Définition contestable. L’article 1964 de l’avant-projet énonce en effet que « sont aléatoires par essence les contrats dans lesquels chacune des parties court une chance de gain en même temps qu’un risque de perte, dépendant en leur totalité d’un événement incertain ». À lire le commentaire de la commission, l’on comprend que cette définition a pour objet de rejeter hors de la catégorie des contrats aléatoires purs ou véritables, ceux dans lesquels l’aléa n’affecte qu’une des prestations. C’est la raison pour laquelle l’assurance est qualifiée, par l’article 1964 de l’avant-projet, soit de contrat essentiellement aléatoire (assurance sur la vie au sens historique du terme), soit de contrat aléatoire par détermination de la loi (assurance de dommages). Autant dire que la définition proposée des contrats essentiellement aléatoires n’a plus rien à voir avec celle donnée par la doctrine. En droit positif, l’expression « contrats essentiellement aléatoires » désigne en effet les contrats qui, parce que leur structure même intègre l’aléa, ne peuvent pas être envisagés sans celui-ci8. Tel est le cas, par exemple, du jeu ou du pari. À côté de ces derniers, il est possible qu’un contrat, en principe commutatif, devienne aléatoire en raison de ses stipulations, et donc par la volonté des parties. C’est le cas, par exemple, de la vente dans laquelle l’acheteur « prend en charge certains risques sans recours contre son vendeur : le prix apparaît [alors] comme ayant un caractère forfaitaire, de telle sorte que l’acquéreur peut tout aussi bien faire une “bonne affaire” si tout se passe bien, que perdre sa “mise” »9. Ces contrats sont alors dits « exceptionnellement » aléatoires10 ou encore aléatoires par accident11. Ainsi, cet article 1964 est déceptif. Il utilise une terminologie connue, mais en modifie radicalement le sens. On en voudra pour preuve que l’assurance de dommages, classée en droit positif au sein des contrats essentiellement aléatoires, en serait exclue sous l’empire de l’avant-projet.
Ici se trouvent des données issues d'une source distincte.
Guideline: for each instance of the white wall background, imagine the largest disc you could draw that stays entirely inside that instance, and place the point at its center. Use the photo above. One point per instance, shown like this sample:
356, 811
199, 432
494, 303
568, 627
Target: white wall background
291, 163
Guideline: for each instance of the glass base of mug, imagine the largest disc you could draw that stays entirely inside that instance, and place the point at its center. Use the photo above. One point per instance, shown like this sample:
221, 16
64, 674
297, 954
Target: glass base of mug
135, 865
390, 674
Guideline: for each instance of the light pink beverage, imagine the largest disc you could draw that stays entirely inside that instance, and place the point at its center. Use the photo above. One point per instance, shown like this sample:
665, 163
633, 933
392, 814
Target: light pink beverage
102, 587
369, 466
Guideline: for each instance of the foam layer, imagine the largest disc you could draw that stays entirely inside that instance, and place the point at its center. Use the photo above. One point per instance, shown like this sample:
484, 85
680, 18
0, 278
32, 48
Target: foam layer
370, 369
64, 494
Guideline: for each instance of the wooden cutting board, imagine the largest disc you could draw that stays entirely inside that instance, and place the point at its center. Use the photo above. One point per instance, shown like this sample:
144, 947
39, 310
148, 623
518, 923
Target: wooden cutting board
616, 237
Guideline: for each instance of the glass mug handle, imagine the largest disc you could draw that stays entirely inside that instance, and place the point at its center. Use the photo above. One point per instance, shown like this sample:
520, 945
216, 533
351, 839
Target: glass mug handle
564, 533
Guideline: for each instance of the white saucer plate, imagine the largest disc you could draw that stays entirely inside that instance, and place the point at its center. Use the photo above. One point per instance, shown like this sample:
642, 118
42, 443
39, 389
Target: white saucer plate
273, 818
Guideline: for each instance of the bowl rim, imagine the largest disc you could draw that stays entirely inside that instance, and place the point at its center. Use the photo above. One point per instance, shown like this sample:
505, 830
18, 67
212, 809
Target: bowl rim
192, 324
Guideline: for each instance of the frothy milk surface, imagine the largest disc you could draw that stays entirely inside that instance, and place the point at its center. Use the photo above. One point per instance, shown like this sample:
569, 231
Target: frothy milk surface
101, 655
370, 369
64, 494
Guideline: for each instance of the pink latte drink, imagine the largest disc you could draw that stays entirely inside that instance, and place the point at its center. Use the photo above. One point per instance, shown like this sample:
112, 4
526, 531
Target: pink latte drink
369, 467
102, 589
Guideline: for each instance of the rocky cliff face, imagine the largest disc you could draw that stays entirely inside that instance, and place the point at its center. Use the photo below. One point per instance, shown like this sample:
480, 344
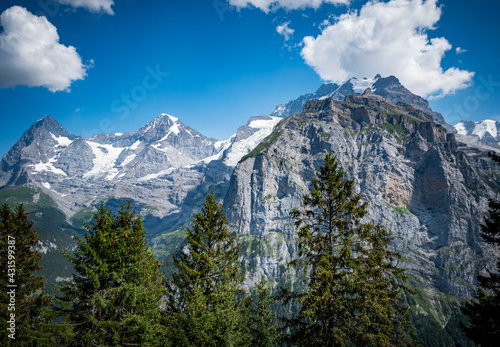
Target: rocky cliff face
484, 134
387, 87
428, 189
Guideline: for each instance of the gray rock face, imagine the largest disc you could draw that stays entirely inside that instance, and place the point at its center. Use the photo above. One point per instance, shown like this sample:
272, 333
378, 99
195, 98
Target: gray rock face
388, 87
166, 167
428, 189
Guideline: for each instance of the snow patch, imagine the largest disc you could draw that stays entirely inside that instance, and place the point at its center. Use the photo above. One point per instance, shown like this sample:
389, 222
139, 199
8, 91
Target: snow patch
156, 175
105, 157
127, 160
360, 85
47, 167
61, 140
243, 147
485, 126
135, 145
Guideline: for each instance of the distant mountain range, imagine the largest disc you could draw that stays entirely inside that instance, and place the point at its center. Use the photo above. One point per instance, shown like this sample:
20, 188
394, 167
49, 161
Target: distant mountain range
425, 180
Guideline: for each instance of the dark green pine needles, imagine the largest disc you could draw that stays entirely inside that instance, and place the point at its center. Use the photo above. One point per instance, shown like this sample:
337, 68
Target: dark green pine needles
116, 295
355, 291
203, 306
30, 305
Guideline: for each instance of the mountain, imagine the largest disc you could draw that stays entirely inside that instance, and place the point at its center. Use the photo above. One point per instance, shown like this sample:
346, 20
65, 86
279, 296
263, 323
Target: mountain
425, 184
426, 188
484, 134
166, 167
388, 87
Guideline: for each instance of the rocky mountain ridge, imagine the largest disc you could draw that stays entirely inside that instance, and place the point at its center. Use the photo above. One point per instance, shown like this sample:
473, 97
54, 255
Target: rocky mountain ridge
426, 188
483, 134
387, 87
423, 185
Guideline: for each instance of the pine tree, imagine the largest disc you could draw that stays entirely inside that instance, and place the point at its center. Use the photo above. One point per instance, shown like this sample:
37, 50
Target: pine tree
354, 295
483, 312
264, 327
21, 289
116, 293
203, 305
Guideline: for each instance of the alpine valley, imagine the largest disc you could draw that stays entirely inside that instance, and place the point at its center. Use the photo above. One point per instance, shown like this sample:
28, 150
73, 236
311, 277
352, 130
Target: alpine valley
426, 182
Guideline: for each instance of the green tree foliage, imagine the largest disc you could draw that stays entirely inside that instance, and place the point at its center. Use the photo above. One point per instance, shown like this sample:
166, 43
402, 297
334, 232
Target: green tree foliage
202, 306
115, 296
264, 327
483, 312
355, 291
19, 263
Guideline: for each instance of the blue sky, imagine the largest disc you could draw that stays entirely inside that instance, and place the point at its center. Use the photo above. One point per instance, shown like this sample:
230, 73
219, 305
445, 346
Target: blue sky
113, 66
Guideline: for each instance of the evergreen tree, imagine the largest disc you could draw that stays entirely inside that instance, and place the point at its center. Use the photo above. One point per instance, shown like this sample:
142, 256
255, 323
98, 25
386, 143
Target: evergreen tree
20, 288
483, 312
116, 293
264, 327
354, 295
202, 307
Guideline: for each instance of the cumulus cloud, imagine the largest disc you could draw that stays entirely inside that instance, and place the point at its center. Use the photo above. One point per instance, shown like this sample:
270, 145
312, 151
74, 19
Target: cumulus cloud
285, 30
389, 38
270, 5
31, 55
91, 5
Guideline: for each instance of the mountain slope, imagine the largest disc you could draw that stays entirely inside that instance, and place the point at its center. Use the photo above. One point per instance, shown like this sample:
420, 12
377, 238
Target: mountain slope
388, 87
423, 186
484, 134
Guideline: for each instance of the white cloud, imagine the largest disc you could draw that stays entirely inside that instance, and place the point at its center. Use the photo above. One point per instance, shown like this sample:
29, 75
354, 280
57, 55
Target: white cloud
270, 5
91, 5
285, 30
31, 55
387, 38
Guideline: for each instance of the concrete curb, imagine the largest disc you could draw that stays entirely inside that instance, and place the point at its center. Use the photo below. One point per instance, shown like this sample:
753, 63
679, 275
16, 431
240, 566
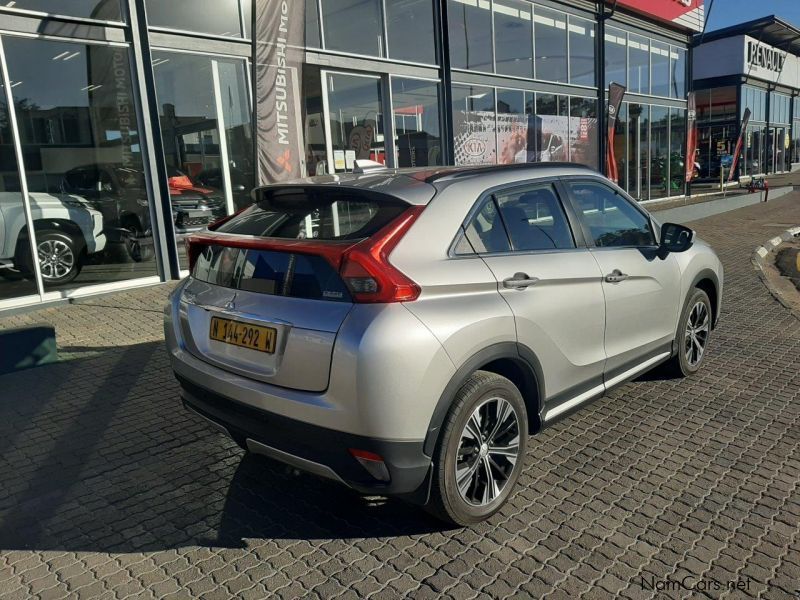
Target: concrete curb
761, 263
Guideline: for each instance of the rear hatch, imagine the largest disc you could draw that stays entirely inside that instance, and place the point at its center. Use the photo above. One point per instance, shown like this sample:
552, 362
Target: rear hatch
271, 286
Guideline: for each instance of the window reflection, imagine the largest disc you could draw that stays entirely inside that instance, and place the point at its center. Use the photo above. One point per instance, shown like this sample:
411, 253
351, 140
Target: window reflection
76, 115
550, 31
103, 10
470, 32
215, 17
416, 122
638, 64
513, 34
208, 142
16, 267
581, 51
659, 152
660, 79
616, 56
583, 131
353, 26
474, 137
552, 115
513, 144
409, 27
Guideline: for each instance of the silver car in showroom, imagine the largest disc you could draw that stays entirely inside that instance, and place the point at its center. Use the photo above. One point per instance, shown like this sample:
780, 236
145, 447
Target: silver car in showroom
404, 331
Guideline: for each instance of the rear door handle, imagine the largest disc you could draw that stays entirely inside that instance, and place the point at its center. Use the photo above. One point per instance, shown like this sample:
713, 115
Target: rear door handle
519, 281
616, 276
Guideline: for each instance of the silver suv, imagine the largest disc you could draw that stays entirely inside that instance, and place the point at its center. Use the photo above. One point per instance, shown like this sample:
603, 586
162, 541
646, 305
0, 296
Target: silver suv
403, 332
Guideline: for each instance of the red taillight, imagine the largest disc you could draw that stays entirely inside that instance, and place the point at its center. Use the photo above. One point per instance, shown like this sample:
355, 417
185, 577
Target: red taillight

Régime commun. Quant aux règles communes, l’avant-projet les importe de la jurisprudence. L’ordonnance du 10 février 2016 avait déjà consacré, au sein de l’article 1133, alinéa 3, la règle « l’aléa chasse l’erreur »12. L’avant-projet se propose de consacrer, en la réservant aux contrats essentiellement aléatoires de l’article 1964, l’adage « l’aléa chasse la lésion », ainsi que la nullité des contrats pour défaut d’aléa, ou aléa dérisoire ou illusoire. À ce dernier propos, on s’étonne que, pour ce faire, la commission ait proposé deux articles distincts, alors que la règle semble unique, le caractère illusoire ou dérisoire de l’aléa confinant à son inexistence13. Enfin, c’est la conception subjective de l’incertitude qui a été consacrée. L’incertitude pourra, comme en droit positif, n’exister que dans l’esprit des parties qui ignoraient si l’événement s’était réalisé ou son sens de réalisation. Des personnes peuvent en effet parier sur un match passé, dès lors qu’elles ignorent toutes les deux son résultat. L’innovation ne vient pas de la consécration de cette conception, que la jurisprudence avait retenue14, mais de la suppression de la règle spéciale qui, en matière de rente viagère, permettait l’annulation du contrat de vente si le crédit-rentier était déjà décédé avant la conclusion du contrat, même à l’insu des parties (art. 1974).
Proposition alternative
La création d’une sous-catégorie de contrats aléatoires pose beaucoup plus de problèmes qu’elle n’en résout. Elle aboutirait à réserver aux contrats essentiellement aléatoires la majeure partie du régime des contrats aléatoires. Quoique qualifiés d’aléatoires, les contrats aléatoires par détermination de la loi seraient alors orphelins de régime. La refonte de la théorie des contrats aléatoires ne peut donc être faite par la voie subreptice de la création d’une sous-catégorie. Pour cette raison, l’article 1964 proposé n’est pas repris.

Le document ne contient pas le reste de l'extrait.